The field of contenders was impressive last year. There was the Mayor of Kassel, who told his fellow German citizens concerned about the number of migrants about to be dumped on their city that probably they should move somewhere else; then there was the Austrian President, a former Maoist of lugubrious mien and permanent unshave, who opined that Austrian schoolgirls should be compelled to wear headscarves “in solidarity” with their Muslim fellow pupils.

However the judges (Scotus, Mrs Scotus and a man they met in the pub) were unanimous that the first prize should go to the not infrequently intoxicated former leader of the German Green Party, who said: “There is no such thing as Germans, there are only non-migrants.” Curiously, the migrants themselves seemed to think that there certainly was such a thing as Germans, who lived in a place called Germany and financed its generous welfare system; that was where they wanted to go—and certainly not to join the “non-migrants” of Hungary or Bulgaria.

Runner-up was Harvard University: “Chelsea”, formerly “Bradley”, Manning, was no sooner pardoned by the former windbag in the White House for betraying his/her country while serving in army intelligence in Iraq, than he/she was offered a visiting fellowship at Harvard’s Kennedy School of Government. The acting director of the Harvard Institute of Politics said:

Broadening the range and depth of opportunity for students to hear from and engage with experts, leaders and policy-shapers is a cornerstone of the Institute of Politics. We welcome the breadth of thought-provoking viewpoints on race, gender, politics and the media …

In particular Chelsea, presumably in her role as “expert”, “leader” or “policy-shaper”, would “engage students in discourse on ‘issues of LGBTQ identity in the military’”. So nowadays all you need is a sex change to catapult from traitor to celebrity. Sadly this courageous  appointment proved a bridge too far even for Harvard’s cowardly PC academics, so after protests Chelsea was hastily redesignated “guest speaker”. Not likely to be “no platformed” either, since she is now an LGBTQXYZ heroine and untouchable.

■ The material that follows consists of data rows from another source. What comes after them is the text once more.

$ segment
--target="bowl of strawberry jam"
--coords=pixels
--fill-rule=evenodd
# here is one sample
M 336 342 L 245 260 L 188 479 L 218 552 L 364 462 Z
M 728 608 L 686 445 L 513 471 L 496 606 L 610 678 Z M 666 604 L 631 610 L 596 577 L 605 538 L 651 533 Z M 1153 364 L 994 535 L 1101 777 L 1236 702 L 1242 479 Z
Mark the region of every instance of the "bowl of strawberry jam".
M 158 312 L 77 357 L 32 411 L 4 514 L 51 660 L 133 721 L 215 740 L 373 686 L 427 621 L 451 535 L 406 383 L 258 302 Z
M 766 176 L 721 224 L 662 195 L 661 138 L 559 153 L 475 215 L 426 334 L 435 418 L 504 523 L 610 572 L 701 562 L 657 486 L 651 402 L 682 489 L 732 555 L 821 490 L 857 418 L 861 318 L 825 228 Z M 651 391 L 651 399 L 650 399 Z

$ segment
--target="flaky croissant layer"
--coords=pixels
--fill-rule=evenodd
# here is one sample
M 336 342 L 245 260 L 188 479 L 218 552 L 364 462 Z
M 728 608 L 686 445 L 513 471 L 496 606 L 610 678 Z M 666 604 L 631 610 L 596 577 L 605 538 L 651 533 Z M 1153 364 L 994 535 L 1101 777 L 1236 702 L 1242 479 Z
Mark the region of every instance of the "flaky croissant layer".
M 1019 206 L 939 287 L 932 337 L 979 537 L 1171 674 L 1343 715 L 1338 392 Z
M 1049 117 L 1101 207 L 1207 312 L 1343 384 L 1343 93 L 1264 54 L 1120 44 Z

And finally the consolation prize goes to the World Health Organisation which appointed nonagenarian tyrant Robert Mugabe its “Goodwill Ambassador” in Southern Africa. True, Zimbabwe’s health system has collapsed: according to Physicians for Human Rights, under Mugabe there has been “a dramatic reversal of its population’s access to food, clean water, basic sanitation and health care”, leading to “the shuttering of hospitals and clinics, the closing of its medical school and the beatings of health workers”. This is probably why the Ethiopian head of the WHO described Zimbabwe as “a country that places universal health coverage and health promotion at the centre of its policies to provide health care to all”—though not quite all, as Mugabe himself had long received expensive treatment abroad. Zimbabwe’s Herald newspaper reported the appointment as a “new feather in the President’s cap”.

Scotus Viator is a prolific writer on politics and society in Britain and Europe, usually under his real name.